Solved

Check pagerank in multiple cURL handles in parallel

Posted on 2009-05-18
1
483 Views
Last Modified: 2012-05-07
Hi E's, in snippet code I show the function I use to check page rank of each page. In this case and in every script I have about ten url's for check the page rank, and if I check one by one its a lot of time.
I know cURL run multiple cURL handles in parallel, with "curl_multi_init", but I don't know how I use. So i need a experts helps.
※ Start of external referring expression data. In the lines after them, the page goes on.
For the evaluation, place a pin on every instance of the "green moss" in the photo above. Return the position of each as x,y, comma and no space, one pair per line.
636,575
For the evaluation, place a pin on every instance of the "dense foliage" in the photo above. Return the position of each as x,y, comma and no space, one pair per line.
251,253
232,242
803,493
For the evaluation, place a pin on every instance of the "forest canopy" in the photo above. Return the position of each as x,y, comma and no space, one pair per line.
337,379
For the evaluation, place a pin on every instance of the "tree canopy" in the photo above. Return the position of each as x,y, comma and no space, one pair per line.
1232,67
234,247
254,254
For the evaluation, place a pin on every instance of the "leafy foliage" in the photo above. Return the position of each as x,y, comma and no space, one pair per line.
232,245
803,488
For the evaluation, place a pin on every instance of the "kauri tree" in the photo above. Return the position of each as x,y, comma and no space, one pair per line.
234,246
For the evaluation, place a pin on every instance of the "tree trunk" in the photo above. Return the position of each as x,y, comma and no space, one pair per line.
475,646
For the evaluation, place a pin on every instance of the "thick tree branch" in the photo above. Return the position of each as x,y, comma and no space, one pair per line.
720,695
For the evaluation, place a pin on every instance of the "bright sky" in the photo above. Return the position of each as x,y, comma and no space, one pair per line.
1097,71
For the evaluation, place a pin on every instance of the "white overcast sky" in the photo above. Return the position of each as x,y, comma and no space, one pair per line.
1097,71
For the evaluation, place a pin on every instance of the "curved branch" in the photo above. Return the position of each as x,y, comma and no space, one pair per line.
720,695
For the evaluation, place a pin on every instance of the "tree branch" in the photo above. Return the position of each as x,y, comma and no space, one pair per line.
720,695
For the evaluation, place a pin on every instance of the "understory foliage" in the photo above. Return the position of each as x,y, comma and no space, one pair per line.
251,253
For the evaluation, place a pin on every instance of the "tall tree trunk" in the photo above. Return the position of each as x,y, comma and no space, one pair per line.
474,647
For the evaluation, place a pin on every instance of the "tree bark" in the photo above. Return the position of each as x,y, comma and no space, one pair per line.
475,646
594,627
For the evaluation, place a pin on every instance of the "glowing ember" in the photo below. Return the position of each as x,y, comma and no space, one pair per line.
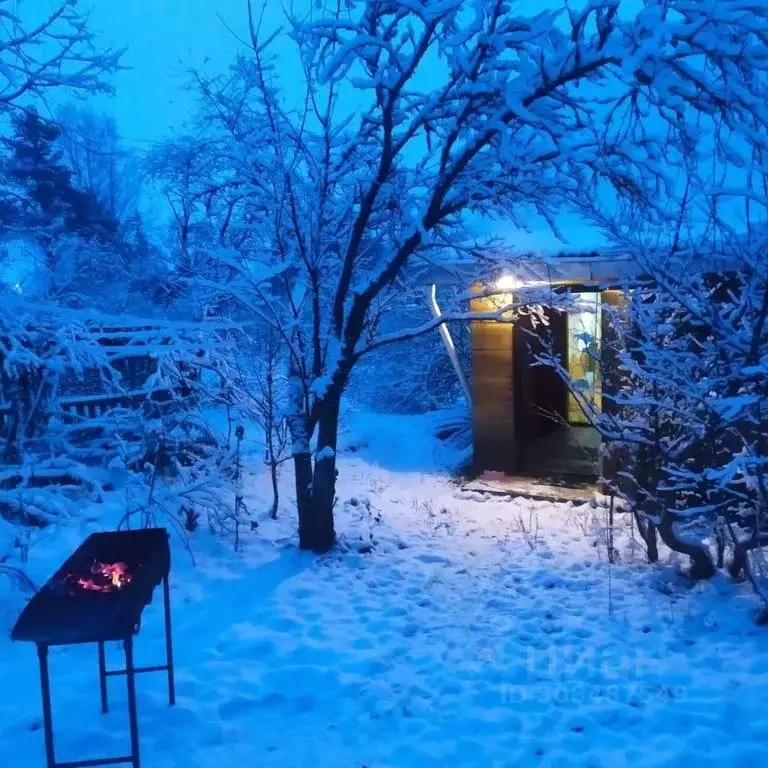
104,577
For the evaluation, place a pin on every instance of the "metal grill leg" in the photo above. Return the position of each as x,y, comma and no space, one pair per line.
45,689
103,679
169,642
131,678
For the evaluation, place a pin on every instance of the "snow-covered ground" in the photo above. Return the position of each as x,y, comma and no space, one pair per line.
477,632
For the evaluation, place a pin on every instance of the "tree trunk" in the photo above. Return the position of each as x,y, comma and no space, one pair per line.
320,535
702,565
275,489
302,469
652,542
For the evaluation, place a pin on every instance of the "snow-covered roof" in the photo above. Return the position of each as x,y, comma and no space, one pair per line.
598,267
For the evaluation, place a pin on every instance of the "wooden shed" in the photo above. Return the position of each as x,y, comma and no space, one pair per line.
524,419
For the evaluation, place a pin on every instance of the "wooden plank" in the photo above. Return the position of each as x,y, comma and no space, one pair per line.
531,488
492,335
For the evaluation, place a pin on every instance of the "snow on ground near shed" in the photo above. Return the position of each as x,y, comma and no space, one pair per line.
478,632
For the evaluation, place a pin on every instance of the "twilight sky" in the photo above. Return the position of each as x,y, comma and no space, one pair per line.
165,38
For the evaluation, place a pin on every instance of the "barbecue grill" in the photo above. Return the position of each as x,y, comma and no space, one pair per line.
97,596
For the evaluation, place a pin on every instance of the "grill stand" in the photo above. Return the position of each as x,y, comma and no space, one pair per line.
130,672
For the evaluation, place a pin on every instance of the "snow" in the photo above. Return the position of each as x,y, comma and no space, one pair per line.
478,631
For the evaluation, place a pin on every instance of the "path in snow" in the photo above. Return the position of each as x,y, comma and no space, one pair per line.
477,633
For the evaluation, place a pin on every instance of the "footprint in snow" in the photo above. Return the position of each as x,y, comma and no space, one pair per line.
431,558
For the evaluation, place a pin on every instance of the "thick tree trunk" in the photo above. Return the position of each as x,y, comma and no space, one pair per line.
702,565
302,469
320,535
647,531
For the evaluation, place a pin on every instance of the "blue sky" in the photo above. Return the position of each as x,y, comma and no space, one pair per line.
165,38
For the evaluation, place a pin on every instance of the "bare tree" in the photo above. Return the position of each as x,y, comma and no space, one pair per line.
42,49
100,164
416,117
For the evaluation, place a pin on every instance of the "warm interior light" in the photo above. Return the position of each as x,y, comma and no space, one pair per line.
507,283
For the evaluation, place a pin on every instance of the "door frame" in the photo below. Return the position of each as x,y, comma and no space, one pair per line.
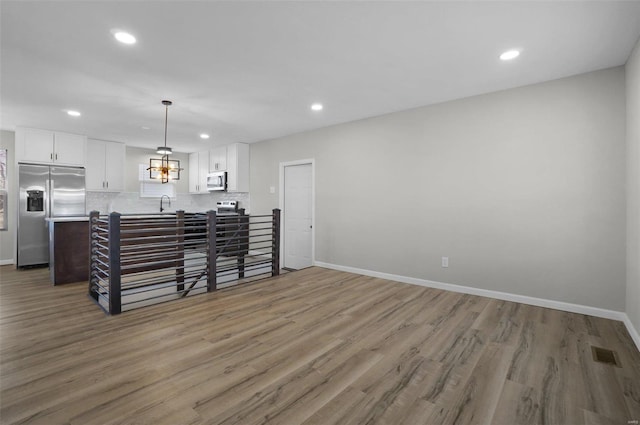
283,165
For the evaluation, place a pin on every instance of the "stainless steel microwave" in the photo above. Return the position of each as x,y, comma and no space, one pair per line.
217,181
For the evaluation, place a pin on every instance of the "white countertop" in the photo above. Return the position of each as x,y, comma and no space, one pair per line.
62,219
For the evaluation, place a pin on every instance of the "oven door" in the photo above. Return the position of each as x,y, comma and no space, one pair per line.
217,181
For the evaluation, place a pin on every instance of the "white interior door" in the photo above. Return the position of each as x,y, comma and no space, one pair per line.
298,216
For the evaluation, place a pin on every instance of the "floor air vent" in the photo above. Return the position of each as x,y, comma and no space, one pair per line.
604,355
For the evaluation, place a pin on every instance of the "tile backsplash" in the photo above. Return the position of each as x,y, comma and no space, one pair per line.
131,202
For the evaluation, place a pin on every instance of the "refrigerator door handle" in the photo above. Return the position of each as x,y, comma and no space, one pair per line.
47,199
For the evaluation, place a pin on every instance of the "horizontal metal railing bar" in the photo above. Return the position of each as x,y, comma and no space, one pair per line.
158,281
246,264
152,263
146,277
136,255
99,270
99,261
103,296
146,238
104,288
158,296
100,254
143,281
191,267
246,257
173,255
223,269
136,247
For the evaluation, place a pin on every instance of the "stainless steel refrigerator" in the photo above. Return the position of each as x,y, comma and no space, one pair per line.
45,191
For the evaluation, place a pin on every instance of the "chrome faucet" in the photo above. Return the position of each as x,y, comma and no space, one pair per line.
161,198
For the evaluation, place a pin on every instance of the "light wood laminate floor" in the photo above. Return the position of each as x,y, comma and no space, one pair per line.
310,347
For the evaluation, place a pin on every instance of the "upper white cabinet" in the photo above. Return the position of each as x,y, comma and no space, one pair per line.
218,159
105,170
198,170
50,147
238,167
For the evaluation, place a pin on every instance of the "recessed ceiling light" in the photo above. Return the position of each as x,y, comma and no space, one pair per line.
509,54
124,37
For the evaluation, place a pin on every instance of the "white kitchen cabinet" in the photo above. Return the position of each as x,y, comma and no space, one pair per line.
105,171
198,170
218,159
50,147
69,148
238,167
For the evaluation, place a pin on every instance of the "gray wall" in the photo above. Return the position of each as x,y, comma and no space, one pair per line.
7,242
633,187
523,190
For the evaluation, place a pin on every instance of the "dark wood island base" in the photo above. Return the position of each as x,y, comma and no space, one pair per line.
68,251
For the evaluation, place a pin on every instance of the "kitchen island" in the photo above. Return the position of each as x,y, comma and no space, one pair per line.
68,249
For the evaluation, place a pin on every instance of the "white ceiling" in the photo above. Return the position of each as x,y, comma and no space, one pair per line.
248,71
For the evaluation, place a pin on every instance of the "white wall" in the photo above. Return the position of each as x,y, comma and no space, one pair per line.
130,201
633,187
7,242
523,190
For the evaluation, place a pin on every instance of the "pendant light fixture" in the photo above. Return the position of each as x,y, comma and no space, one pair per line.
164,169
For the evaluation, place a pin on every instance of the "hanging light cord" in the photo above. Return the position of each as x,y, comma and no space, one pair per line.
166,118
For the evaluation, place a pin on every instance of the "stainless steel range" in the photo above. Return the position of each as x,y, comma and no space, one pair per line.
227,208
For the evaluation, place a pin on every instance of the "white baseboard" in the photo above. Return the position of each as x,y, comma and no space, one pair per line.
632,331
540,302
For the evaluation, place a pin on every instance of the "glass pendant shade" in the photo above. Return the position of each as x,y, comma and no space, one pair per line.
164,169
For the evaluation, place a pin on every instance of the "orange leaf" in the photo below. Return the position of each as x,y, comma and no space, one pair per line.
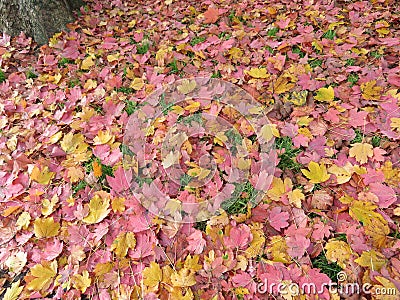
97,169
211,15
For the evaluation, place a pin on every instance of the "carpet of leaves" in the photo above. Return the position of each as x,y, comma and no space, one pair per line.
70,229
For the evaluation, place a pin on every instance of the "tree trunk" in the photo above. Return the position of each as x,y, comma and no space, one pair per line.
39,19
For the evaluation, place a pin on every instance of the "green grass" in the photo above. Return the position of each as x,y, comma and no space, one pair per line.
64,61
359,137
31,75
201,225
296,49
315,63
224,36
173,66
353,78
196,117
73,82
330,35
216,74
185,180
143,180
330,269
375,54
142,48
125,90
350,62
2,76
376,141
166,107
242,195
79,186
125,150
130,107
341,237
272,32
288,158
197,40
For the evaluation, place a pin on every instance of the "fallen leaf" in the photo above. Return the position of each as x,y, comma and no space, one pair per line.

Basely, what I want to do is:
-I call the url's one by one from database
-I call the function (in parallel)
-Save in database

How I do?

Regards, JC
 

<?php
 

  define('GOOGLE_MAGIC', 0xE6359A60);
 

  function _zeroFill($a, $b){

    $z = hexdec(80000000);

    if ($z & $a){

      $a = ($a>>1);

      $a &= (~$z);

      $a |= 0x40000000;

      $a = ($a>>($b-1));

    }else

      $a = ($a>>$b);

    return $a;

  }
 

  function _mix($a,$b,$c){

    $a -= $b; $a -= $c; $a ^= (_zeroFill($c,13));

    $b -= $c; $b -= $a; $b ^= ($a<<8);

    $c -= $a; $c -= $b; $c ^= (_zeroFill($b,13));

    $a -= $b; $a -= $c; $a ^= (_zeroFill($c,12));

    $b -= $c; $b -= $a; $b ^= ($a<<16);

    $c -= $a; $c -= $b; $c ^= (_zeroFill($b,5));

    $a -= $b; $a -= $c; $a ^= (_zeroFill($c,3));

    $b -= $c; $b -= $a; $b ^= ($a<<10);

    $c -= $a; $c -= $b; $c ^= (_zeroFill($b,15));

    return array($a,$b,$c);

  }
 

  function _GoogleCH($url, $length=null, $init=GOOGLE_MAGIC){

    if(is_null($length))

      $length = sizeof($url);

    $a = $b = 0x9E3779B9;

    $c = $init;

    $k = 0;

    $len = $length;

    while($len >= 12){

      $a += ($url[$k + 0] + ($url[$k + 1] << 8) + ($url[$k + 2] << 16) + ($url[$k + 3] << 24));

      $b += ($url[$k + 4] + ($url[$k + 5] << 8) + ($url[$k + 6] << 16) + ($url[$k + 7] << 24));

      $c += ($url[$k + 8] + ($url[$k + 9] << 8) + ($url[$k + 10] << 16) + ($url[$k + 11] << 24));

      $_mix = _mix($a,$b,$c);

      $a = $_mix[0]; $b = $_mix[1]; $c = $_mix[2];

      $k += 12;

      $len -= 12;

    }

    $c += $length;

    switch($len){

      case 11: $c += ($url[$k + 10] << 24);

      case 10: $c += ($url[$k + 9] << 16);

      case 9 : $c += ($url[$k + 8] << 8);

      case 8 : $b += ($url[$k + 7] << 24);

      case 7 : $b += ($url[$k + 6] << 16);

      case 6 : $b += ($url[$k + 5] << 8);

      case 5 : $b += ($url[$k + 4]);

      case 4 : $a += ($url[$k + 3] << 24);

      case 3 : $a += ($url[$k + 2] << 16);

      case 2 : $a += ($url[$k + 1] << 8);

      case 1 : $a += ($url[$k + 0]);

    }

    $_mix = _mix($a,$b,$c);

    return $_mix[2];

  }
 

  function _strord($string){

    for($i = 0;$i < strlen($string);$i++)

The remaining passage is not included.